In the spring semester of 2026, Tongji University will award the Li Dehua & Luo Xiaowei Design Chair to Professor Robert Greenwood. The conferring ceremony and lecture, titled Architecture: the Art of Prepositions, will be held at 18:30 on March 5, 2026, in the Bell Auditorium of the College of Architecture and Urban Planning.
Time: 18:30, March 5, 2026
Venue: The Bell Auditorium, Building B, CAUP

Robert Greenwood, Partner and Director for Asia Pacific at Snøhetta
Robert Greenwood joined Snøhetta in 1993 and played a central role in the design and construction of the Bibliotheca Alexandrina in Egypt. In 2006, Robert became Partner and Director for Asia Pacific, overseeing Snøhetta's international projects. Greenwood's selected projects at Snøhetta include the Bibliotheca Alexandrina in Alexandria, The National September 11 Memorial Museum Pavilion in New York City, Shanghai Grand Opera House, Shanghai East Nanjing Road Extension, Hangzhou Qiantang Bay Art Museum, Beijing Library, AIRSIDE in Hong Kong, King Abdulaziz Centre for World Culture in Dhahran, Qasr Al Hokm Metro Station in Riyadh, Banque Libano Francaise HQ in Beirut, Busan Opera House, Shibuya Upper West Project in Tokyo, and among others. Alongside his design practice, Robert has been deeply committed to architectural education and research. He has lectured at numerous educational institutions and design festivals around the globe, such as Oslo School of Architecture and Design, Bergen School of Architecture, IE University in Madrid, Tongji University in Shanghai, YACademy in Bologna, Seoul Biennale of Architecture and Urbanism 2023 and so forth.
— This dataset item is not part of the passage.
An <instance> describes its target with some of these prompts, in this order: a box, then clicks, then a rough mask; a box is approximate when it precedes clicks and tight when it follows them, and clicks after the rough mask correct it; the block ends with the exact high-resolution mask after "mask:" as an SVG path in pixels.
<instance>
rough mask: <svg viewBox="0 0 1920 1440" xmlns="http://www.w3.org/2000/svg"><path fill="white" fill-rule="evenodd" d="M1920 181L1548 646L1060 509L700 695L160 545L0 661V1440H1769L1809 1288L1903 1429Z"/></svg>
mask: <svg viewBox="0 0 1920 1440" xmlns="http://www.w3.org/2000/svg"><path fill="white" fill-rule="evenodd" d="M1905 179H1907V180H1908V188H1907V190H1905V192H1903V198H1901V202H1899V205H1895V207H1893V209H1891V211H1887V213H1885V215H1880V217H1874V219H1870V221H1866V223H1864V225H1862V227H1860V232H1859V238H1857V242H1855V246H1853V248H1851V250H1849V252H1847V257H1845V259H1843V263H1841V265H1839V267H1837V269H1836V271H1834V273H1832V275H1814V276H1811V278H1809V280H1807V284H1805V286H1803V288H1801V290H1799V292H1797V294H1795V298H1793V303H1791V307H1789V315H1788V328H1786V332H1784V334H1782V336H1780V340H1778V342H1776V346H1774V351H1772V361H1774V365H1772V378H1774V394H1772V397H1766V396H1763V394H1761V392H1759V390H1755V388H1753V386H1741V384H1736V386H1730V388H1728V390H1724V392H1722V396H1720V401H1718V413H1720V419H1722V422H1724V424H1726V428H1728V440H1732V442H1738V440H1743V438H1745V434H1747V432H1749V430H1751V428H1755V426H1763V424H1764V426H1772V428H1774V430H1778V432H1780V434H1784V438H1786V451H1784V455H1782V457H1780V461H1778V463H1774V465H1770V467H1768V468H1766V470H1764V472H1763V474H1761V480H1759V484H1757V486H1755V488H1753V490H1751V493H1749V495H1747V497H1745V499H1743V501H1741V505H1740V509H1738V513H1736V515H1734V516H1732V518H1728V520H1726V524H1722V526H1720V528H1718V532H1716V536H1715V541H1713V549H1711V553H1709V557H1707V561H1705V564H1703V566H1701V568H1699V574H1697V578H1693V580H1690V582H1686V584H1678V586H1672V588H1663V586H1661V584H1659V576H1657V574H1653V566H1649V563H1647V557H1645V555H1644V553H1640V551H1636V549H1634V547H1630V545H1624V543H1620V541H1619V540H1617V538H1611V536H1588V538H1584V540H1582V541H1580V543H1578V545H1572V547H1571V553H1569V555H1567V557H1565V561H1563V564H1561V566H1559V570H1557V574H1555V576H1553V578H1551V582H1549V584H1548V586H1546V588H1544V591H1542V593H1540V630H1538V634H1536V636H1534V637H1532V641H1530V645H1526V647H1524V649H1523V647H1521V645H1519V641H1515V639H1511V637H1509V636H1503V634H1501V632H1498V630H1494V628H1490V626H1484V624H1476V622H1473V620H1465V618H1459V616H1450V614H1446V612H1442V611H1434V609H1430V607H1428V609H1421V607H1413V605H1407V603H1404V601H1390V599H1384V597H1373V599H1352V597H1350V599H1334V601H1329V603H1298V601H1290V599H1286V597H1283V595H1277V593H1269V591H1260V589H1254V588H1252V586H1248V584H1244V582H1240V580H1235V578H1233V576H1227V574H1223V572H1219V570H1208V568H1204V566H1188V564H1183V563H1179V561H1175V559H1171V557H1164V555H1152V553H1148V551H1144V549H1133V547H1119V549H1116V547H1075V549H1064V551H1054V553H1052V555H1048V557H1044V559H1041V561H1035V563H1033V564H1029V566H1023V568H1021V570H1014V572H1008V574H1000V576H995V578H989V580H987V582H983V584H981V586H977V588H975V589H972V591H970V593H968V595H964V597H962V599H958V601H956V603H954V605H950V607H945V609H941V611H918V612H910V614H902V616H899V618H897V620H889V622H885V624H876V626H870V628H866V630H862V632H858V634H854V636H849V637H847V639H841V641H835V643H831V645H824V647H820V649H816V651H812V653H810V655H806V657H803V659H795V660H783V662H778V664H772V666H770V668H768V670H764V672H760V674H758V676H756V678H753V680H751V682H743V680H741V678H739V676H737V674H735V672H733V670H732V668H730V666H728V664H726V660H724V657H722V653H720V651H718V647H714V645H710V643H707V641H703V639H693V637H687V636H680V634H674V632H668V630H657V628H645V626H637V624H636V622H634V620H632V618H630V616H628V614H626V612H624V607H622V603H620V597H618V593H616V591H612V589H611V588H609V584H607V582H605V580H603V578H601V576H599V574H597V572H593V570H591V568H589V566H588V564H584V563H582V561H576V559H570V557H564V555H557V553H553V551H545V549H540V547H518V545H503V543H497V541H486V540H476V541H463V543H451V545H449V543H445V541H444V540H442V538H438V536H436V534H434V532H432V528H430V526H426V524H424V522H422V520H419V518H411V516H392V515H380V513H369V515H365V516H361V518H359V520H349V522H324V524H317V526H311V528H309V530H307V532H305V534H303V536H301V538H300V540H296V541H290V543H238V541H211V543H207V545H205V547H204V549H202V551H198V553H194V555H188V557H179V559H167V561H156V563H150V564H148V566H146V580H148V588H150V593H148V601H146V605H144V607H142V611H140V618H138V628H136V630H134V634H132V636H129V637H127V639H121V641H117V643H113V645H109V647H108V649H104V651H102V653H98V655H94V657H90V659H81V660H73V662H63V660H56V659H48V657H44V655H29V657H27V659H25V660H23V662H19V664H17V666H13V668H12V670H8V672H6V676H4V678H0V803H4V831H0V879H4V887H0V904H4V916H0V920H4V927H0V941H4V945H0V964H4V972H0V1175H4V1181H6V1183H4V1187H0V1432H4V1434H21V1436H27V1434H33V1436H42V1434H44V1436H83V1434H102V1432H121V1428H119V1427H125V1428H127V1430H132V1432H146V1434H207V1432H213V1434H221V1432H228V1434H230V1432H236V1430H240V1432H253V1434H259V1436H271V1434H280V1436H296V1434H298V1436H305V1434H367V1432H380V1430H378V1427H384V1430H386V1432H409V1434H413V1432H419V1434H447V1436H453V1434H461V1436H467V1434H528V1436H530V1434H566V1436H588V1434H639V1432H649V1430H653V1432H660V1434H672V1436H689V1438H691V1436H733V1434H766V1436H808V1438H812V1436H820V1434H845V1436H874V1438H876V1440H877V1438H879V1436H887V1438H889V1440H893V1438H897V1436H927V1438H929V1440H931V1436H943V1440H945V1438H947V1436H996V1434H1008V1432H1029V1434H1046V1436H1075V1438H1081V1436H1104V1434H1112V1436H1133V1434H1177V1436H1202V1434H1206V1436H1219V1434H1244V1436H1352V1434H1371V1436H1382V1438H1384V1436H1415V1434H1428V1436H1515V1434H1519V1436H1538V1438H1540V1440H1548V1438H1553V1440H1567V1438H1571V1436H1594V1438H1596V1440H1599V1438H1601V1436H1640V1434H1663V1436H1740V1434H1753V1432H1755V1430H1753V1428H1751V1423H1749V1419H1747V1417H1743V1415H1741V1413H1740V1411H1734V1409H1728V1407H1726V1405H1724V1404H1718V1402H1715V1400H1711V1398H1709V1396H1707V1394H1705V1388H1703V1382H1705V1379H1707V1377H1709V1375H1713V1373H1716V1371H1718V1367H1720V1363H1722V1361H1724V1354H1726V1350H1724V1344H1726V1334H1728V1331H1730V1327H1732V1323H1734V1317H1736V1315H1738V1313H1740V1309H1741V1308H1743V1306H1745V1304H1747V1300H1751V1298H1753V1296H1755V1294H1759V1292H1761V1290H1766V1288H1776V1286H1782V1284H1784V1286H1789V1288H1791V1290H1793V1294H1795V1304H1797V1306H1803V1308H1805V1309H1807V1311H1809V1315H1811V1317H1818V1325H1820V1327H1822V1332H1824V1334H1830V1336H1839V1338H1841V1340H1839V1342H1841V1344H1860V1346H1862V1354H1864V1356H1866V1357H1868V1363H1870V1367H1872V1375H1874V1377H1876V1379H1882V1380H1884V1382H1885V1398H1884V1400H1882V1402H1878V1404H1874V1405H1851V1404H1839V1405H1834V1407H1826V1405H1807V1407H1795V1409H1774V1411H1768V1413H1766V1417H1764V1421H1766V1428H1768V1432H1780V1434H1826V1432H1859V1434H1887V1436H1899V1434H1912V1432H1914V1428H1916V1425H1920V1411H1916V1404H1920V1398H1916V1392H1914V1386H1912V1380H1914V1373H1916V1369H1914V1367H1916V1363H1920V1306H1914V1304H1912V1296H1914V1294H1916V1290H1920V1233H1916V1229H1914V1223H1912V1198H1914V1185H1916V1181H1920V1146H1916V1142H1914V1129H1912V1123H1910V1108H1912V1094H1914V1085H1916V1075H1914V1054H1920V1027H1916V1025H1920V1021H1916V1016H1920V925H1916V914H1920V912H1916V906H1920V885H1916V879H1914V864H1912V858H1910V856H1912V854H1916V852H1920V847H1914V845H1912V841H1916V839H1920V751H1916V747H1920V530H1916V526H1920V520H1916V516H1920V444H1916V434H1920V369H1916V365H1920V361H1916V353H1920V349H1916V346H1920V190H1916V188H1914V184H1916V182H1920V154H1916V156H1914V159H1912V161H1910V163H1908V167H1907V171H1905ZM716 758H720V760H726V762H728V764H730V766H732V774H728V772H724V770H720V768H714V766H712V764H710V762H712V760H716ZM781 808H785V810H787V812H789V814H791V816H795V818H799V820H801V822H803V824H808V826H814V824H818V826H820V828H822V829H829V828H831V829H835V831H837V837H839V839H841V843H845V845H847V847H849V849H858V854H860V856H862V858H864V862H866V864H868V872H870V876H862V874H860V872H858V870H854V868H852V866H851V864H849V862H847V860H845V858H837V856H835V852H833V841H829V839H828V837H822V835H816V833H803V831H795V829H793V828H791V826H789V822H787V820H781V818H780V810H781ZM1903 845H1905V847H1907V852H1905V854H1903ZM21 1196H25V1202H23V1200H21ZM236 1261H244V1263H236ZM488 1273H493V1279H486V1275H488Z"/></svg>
Robert Greenwood is Partner and Director for Asia Pacific at Snøhetta. The College of Architecture and Urban Planning has appointed Cheng Gong (Studio Director China at Snøhetta) and Martin Gran (Managing Director at Snøhetta Foundation) as Design Instructors. Led by Robert Greenwood, the teaching team will conduct postgraduate design studios in the 2026 spring semester under the theme “Sensing Space”.
Under the title Sensing Space, the studio seeks to cultivate embodied spatial literacy while linking architectural education to issues of educational equity, access, and cultural continuity. This semester-long course approaches space as something we sense and negotiate with our bodies—not merely something we draw. Integrating the Sensing Space educational program with Snøhetta's design methodology, the studio challenges students to work on a single site and develop a three-part program. The overarching goal is to explore how architecture can strengthen learning, culture, and community.